In the last days I had to deal with distributed algorithms of timed process synchronisation for university. It was my main excercise to focus on Leslie Lamport's algorithm (partial ordering/total ordering of events) from 1978 and F. Mattern's and C.J. Fidge's idea of the vector time from 1988.
In the ideas of those three people I found a lot pros and cons for using their algorithms in distributed systems. But I wondered and did not find out if there is a "state-of-the-art" algorithm for today's timed process synchronisatzion in distributed systems.
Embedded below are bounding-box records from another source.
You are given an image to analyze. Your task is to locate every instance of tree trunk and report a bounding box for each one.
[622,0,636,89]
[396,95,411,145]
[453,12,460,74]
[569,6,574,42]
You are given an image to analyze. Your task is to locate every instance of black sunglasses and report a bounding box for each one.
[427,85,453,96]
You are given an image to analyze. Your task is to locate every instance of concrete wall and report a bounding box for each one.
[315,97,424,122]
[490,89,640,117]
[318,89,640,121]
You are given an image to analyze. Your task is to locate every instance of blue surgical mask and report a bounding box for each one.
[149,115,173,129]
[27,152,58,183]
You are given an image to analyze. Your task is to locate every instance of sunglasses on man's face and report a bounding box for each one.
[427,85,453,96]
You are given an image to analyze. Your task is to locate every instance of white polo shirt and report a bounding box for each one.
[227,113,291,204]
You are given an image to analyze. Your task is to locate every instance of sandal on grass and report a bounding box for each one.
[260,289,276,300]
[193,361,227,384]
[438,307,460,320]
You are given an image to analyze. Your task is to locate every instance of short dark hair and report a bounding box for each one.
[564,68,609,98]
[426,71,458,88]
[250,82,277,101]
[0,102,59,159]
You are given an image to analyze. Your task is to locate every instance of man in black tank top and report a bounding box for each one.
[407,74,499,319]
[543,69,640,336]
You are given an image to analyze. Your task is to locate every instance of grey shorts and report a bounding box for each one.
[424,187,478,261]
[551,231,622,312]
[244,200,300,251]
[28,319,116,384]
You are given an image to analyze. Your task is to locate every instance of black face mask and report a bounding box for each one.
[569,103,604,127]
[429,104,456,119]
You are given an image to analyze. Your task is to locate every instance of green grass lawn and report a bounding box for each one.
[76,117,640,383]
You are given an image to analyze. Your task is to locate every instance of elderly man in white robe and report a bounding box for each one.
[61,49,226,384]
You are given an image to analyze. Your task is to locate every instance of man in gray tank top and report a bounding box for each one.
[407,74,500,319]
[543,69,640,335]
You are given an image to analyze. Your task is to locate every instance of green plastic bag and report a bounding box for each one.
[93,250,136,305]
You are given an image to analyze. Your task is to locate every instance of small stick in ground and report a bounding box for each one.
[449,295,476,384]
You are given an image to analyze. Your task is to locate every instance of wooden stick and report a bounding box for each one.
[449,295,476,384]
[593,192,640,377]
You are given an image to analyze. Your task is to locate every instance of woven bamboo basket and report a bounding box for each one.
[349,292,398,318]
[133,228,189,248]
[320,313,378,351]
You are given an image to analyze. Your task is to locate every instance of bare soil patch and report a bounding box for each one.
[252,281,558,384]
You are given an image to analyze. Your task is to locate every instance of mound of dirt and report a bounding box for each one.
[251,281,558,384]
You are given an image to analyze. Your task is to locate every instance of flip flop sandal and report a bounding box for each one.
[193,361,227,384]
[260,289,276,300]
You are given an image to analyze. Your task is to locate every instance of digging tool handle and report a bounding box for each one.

How is this problem handled today?
You need partial and total ordering only for fully decentralised algorithms. Most distributed systems these days (Hadoop, NoSQL Databases, ...) select a master-node which is responsible for (a part of) the resources. This way, the events are automatically totally ordered on one machine.
Others than that, Richard Andrew Golding wrote a PhD in 1992 about Weak-consistency group communication and membership, where he describes the Timestamped Anti-Entropy (TSAE) algorithm, which is good example, to implement, to see how an eventual consistency algorithm could look like. Additionally to the vector-clocks he uses here matrix-clocks, I've described the rudimentary details as an answer to the question What do matrix clocks solve but vector clocks can't? However if you want to know more, I encourage you to read through chapter 5 of his thesis.